Para tentar perceber a caminhada do Besiktas, o zerozero falou com o jornalista Kadir Onur Dinçer, do jornal turco Milliyet. Mas antes é necessário entender como é que os turcos chegaram a uma posição debilitada.
As águias negras estão habituadas a ganhar. Apesar de não serem a equipa mais titulada em Istambul, dividem a maioria dos títulos de campeão com Galatasaray e Fenerbahçe. Mas se vencer é um hábito, passar por uma crise que obriga a prescindir dos melhores jogadores já não é.
Com internacionais como Pepe, Quaresma, Álvaro Negredo e Vágner Love, o clube viu-se obrigado a diminuir a folha salarial, e os resultados refletiram isso mesmo. Na época posterior da glória, acabaram em 4º lugar, através dos eternos rivais e do Basaksehir.

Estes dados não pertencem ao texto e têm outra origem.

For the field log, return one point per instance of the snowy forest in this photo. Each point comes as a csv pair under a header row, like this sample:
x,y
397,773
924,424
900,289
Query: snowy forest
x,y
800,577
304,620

Além do defesa-central, também Senol Günes, técnico que conquistou dois títulos de campeão (2015/16 e 2016/2017), não aguentou a má sequência de jogos e decidiu rumar à seleção turca. E como não há duas sem três, Ricardo Quaresma também saiu, devido à maneira como Fikret Orman (presidente na altura) lidou com a crise.
Com o Besiktas emergido num grave problema, Ahmet Nur Çebi ganhou as eleições em 2019, com mais de metade dos votos. Depois de Fikret Orman ter saído do cargo por causa dos maus resultados e afirmar que era «preciso sangue novo no clube», o turco assumiu o gigante de Istambul com o objetivo de voltar ao trilho das conquistas.

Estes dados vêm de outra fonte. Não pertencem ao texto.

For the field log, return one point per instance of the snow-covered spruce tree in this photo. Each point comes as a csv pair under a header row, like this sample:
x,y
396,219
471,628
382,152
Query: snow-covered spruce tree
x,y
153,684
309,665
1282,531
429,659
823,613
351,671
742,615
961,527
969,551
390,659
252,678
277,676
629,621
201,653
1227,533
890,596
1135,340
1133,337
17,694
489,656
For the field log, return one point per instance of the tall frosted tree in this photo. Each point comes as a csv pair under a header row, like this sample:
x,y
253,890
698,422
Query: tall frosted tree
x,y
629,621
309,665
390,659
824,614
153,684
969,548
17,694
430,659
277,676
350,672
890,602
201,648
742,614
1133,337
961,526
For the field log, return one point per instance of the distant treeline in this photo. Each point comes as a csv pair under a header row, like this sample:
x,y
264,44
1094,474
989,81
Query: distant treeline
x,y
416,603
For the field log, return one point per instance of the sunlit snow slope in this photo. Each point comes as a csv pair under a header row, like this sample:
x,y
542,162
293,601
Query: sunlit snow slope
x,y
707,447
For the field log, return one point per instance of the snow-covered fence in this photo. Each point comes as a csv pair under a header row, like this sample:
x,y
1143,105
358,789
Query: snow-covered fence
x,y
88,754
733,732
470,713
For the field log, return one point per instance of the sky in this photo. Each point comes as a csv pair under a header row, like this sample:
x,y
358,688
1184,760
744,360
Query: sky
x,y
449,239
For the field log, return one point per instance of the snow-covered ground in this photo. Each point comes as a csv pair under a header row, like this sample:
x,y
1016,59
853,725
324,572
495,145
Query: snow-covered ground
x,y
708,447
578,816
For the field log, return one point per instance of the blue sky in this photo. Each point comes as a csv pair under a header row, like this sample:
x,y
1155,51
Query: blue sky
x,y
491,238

E ter um novo capitão ao leme surtiu logo efeito pois, segundo Kadir Onur Dinçer «o novo presidente organizou uma noite de doações no início da época, onde os adeptos ajudaram monetariamente para resolver os problemas financeiros».

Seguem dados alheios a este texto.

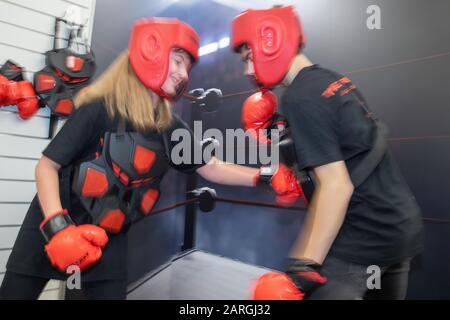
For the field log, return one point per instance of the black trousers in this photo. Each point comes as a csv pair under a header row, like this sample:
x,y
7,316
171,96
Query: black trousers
x,y
17,286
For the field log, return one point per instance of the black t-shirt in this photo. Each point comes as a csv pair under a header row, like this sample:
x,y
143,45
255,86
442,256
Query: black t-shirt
x,y
76,142
329,123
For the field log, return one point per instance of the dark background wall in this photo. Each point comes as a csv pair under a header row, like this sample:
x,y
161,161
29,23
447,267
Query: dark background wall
x,y
402,70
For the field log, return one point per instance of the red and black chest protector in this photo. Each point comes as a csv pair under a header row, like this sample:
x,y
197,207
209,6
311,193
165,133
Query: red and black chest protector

A situação internamente não era favorável (terceiro lugar em 2018/19 e 2019/20), e as competições europeias continuavam a estar muito aquém. Com apenas 1 vitória em seis jogos, acabaram no último lugar, com o pior ataque e defesa do grupo que também incluiu o SC Braga. Três treinadores tentaram reverter o mau momento, mas foi Sergen Yalçin a conseguir fazer omoletes sem ovos.
Para a maioria dos adeptos portugueses, o nome do técnico é desconhecido, mas para o Besiktas não: Sergen Yalçin é uma antiga glória do gigante turco e essa é umas das razões para o sucesso, tal como nos disse Kadir Onur Dinçer: «A paciência da estrutura é maior, devido aos laços emocionais que foram desenvolvendo no passado». Mas esta não é a primeira aventura de Yalçin.
Com experiências em diversas equipas da primeira divisão, o treinador entrou a meio de 2019/20 e teve impacto imediato: 10 vitórias em 15 jogos, conseguindo ascender a um lugar europeu (de sétimo para terceiro classificado).
Raio X [Jogador] | ||
na/o | ||
Vincent Aboubakar | Besiktas |
67 | Jogos |
35 | Golos Marcados |
40 | Vitórias |
18 | Empates |
9 | Derrotas |
Apesar de alguns problemas físicos que assombraram o camaronês, Aboubakar reencontrou o seu melhor futebol em Istambul. Com 15 golos em 26 encontros, o avançado parece ter deixado para trás as mazelas e deixa a impressão que podia ter saído pela porta grande da cidade Invicta. O jornalista do Millyet ficou surpreendido como os azuis e brancos «o decidiram largar assim tão facilmente para o Besiktas, sem qualquer compensação financeira».
Em Portugal, nas últimas épocas de azul e branco, teve muitas dificuldades em afirmar-se novamente, mas, na Turquia, o camaronês não teve nenhuma lesão grave, assim como «qualquer outro tipo de problema [psicológico]».
Além de Aboubakar, também Cyle Larin voltou às águias negras, depois de uma experiência no Zulte Waregem. Findado um ano de empréstimo, está a fazer a melhor época da carreira com 19 golos em 35 partidas. Destacou-se no último encontro contra o Hatayspor com um póquer e é o segundo melhor marcador da prova, atrás de Aaron Boupendza, ponta-de-lança que esteve emprestado ao Feirense em 2019/20.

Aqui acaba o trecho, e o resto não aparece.